Salicylates, phenylbutazone, phenytoin, and sulfonamides: Toxicity may be increased because of displacement by certain drugs.
Tetracycline, chloramphenicol, and nonabsorbable broad spectrum antibiotics: May decrease intestinal absorption of methotrexate or interfere with the enterohepatic circulation.
Penicillins: May reduce the renal clearance of methotrexate; increased serum concentrations of methotrexate with concomitant hematologic and gastrointestinal toxicity have been observed.
Theophylline: Methotrexate may decrease the clearance of theophylline.

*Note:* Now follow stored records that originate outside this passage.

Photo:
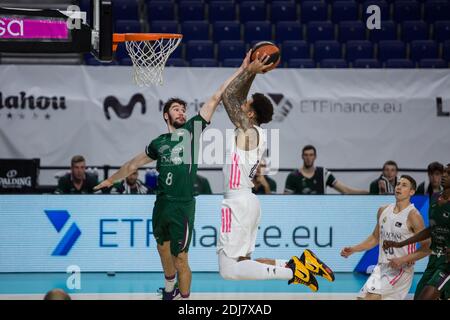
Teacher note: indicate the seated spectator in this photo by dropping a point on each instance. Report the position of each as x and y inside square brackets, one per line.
[131, 185]
[435, 171]
[201, 186]
[57, 294]
[386, 183]
[262, 183]
[314, 180]
[78, 181]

Folic acid or its derivatives: May decrease responses to systemically administered methotrexate.
Renal Dose :
Dose in Renal Impairment GFR (mL/min)
20-50 | 50–100% of normal dose |
10-20 | 50% of normal dose |
<10 | Contraindicated |
Dose in Patients undergoing Renal Replacement Therapies
CAPD | Not dialysed. Contraindicated |
HD | Dialysed. Haemodialysis clearance is 38–40 mL/minute. 50% of normal dose at least 12 hours before next dialysis. Use with caution |
HDF/High flux | Dialysed. 50% of normal dose at least 12 hours before next dialysis. Use with caution |
CAV/VVHD | Unknown dialysability. Dose as in GFR=10–20 mL/min |
Hepatic Dose :
Use with caution in patients with significant liver disease. Dose adjustments may be required. If bilirubin levels are >5 mg/dl, use is contraindicated.